O2 Telefónica deploys agentic AI for service-centric telco operations
A new Large Telco Model in Germany moves autonomous network ambitions from slideware to the service desk, with clear implications for how CSPs run network, IT, and customer operations.
Deployment details: Large Telco Model powering the Service Experience Center
O2 Telefonica in Germany is deploying a Large Telco Model to power its Service Experience Center, part of its broader Operations of the Future program. The initiative, built with Tech Mahindra and NVIDIA, targets end-to-end service centricity across network, IT, and customer domains by fusing telemetry, tickets, playbooks, and service topology into an AI-driven operating fabric. Tech Mahindra first previewed its LTM at NVIDIA GTC in March 2025; the model is being trained and served on NVIDIA AI Enterprise software and tailored for telecom with NVIDIA NeMo and NVIDIA NIM microservices to accelerate customization and scaled inference.
Why now: 5G complexity, opex pressure, and AI-native operations
Cloud-native 5G cores, multi-vendor RAN, fiber densification, and edge workloads have pushed operational complexity beyond what rule-based automations and static runbooks can sustain. At the same time, opex pressure, SLA tightness for B2B, and a shortage of experienced NOC talent demand faster root-cause isolation, fewer truck rolls, and higher first-touch resolution. By operationalizing agentic AI inside its Service Experience Center, O2 Telefnica signals a shift from domain-centric, device-level management to intent-driven, service-centric autonomy that is becoming a hallmark of AI-native telcos.
Inside the Large O2 Telefónica AI Telco Model: architecture for service-centric operations
The LTM blends generative and predictive AI with domain knowledge to translate service intent into safe, closed-loop actions.
Architecture and data: service graph, NeMo, NIM, and integrations
The stack relies on NVIDIA AI Enterprise for lifecycle management, with NeMo to adapt foundation models and NIM microservices to deploy specialized capabilities at scale. It ingests structured network data such as events, alarms, counters, and KPIs, and unstructured inputs like logs, methods of procedure, standard operating procedures, images, field notes, and even contextual business data. A live service graph ties these signals to subscribers, locations, and products, enabling the model to reason over cause and effect at the service level. Integration with orchestration, assurance, and field-force systems enables closed-loop actions through APIs, while policy and guardrails keep the human-in-the-loop where needed.

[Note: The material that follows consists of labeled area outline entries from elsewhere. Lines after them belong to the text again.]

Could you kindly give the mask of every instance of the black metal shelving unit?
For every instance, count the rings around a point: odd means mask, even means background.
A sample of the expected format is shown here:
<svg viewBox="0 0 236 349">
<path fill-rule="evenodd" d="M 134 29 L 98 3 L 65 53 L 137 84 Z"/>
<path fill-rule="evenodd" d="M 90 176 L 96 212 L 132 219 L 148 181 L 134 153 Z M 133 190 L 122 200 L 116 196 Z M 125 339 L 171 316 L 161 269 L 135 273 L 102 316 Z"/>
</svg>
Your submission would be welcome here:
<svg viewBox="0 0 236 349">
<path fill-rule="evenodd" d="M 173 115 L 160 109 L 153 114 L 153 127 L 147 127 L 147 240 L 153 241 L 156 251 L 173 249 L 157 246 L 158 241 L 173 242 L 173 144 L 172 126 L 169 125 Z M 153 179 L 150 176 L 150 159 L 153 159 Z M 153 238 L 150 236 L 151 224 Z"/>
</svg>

Priority use cases: RCA, dispatch optimization, experience management
Initial value concentrates on repeatable, high-friction workflows. Automated root-cause analysis combines anomaly detection with generative explanations, cutting mean time to identify faults. Dispatch optimization weighs technician skills, parts availability, and site access to minimize truck rolls. Service experience management correlates customer-impacting events with network changes and third-party dependencies to prioritize remediation by business impact. Additional patterns include proactive incident prevention, change-risk prediction, capacity hot-spotting, and intent translation that turns plain-language objectives into executable workflows.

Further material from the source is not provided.